楽園の炎
「そ、それはそうかもしれんがなぁ。いや、俺だって、ちゃんとお姫さんを迎えた後だったら、全然良いんだよ。どんどん頼って、いくらでも甘えてくれりゃいいぜ。けどなぁ・・・・・・」

視線を彷徨わせて、憂杏はごにょごにょと言う。
このまま夜を迎えて、果たして自制を保てるか。
せめて部屋を区切れば大丈夫だが、ナスル姫が恐がりそうだ。

「ふふ、確かにな。ナスルは朱夏とは違って、その辺りのこともわかってはいるだろうが。恐怖が先に立ってるのかな。それとも、憂杏ならそうなってもいいと思ってるのか。どちらにしろ、遅かれ早かれナスルは憂杏の元に嫁ぐ気満々だからな~」

にやにやと、夕星は人事のように言う。
事実、人事なのだが。

「そ、そうは言ってもだな。俺だって、ちゃんともう、お姫さんを嫁にするって、思ってるよ。けど、万が一のことを考えたら・・・・・・いや、そうでなくても、ククルカン皇帝の娘を、まだこの状態で手込めにはできんだろう」

くはは、と夕星が、妙な笑い声を上げた。
吹き出したいところだが、表の朱夏とナスル姫の注意を引くと厄介だ。

「まぁそうだねぇ。

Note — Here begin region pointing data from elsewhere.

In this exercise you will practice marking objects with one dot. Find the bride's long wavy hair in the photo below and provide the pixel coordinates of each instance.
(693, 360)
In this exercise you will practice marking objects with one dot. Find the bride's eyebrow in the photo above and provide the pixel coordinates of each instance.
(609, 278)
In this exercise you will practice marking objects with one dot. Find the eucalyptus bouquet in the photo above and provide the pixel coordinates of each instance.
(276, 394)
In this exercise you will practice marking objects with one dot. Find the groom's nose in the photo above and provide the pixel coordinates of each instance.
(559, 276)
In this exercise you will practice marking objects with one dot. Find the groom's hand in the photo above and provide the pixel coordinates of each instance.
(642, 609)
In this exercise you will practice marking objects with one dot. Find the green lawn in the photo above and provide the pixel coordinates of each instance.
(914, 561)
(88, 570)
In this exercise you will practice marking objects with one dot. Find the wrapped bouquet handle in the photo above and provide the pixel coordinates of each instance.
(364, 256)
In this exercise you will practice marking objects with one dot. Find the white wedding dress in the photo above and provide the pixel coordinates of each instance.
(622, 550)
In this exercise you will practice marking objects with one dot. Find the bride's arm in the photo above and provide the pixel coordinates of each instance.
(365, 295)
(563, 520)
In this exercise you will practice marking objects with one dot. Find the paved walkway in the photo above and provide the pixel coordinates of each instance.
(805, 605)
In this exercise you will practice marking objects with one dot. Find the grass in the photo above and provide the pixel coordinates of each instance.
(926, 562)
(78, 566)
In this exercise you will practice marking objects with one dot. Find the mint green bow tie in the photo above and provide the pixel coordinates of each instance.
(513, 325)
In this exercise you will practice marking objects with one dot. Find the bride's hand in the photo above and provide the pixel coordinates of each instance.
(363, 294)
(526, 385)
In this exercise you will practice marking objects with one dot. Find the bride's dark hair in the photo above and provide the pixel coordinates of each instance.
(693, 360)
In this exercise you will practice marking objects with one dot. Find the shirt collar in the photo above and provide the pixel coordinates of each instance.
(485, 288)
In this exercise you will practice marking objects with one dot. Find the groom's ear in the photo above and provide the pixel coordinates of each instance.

まずないだろうが、うっかりナスルがお前との生活は無理だと思った後で、妊娠なんかがわかった日にゃあ・・・・・・」

「ククルカン皇帝のお怒りよりも、お姫さんを無用に傷つけることになるほうが、俺にとっちゃ恐ろしいぜ」

頭を抱えたまま、憂杏が唸る。

「そう思うなら、ナスルのためを思って、我慢することだな」

ぽん、と肩を叩き、夕星はにやりと笑う。
憂杏は、しばらくそのまま頭を抱えていたが、やがて顔を上げると、ふぅ、と大きく息をついた。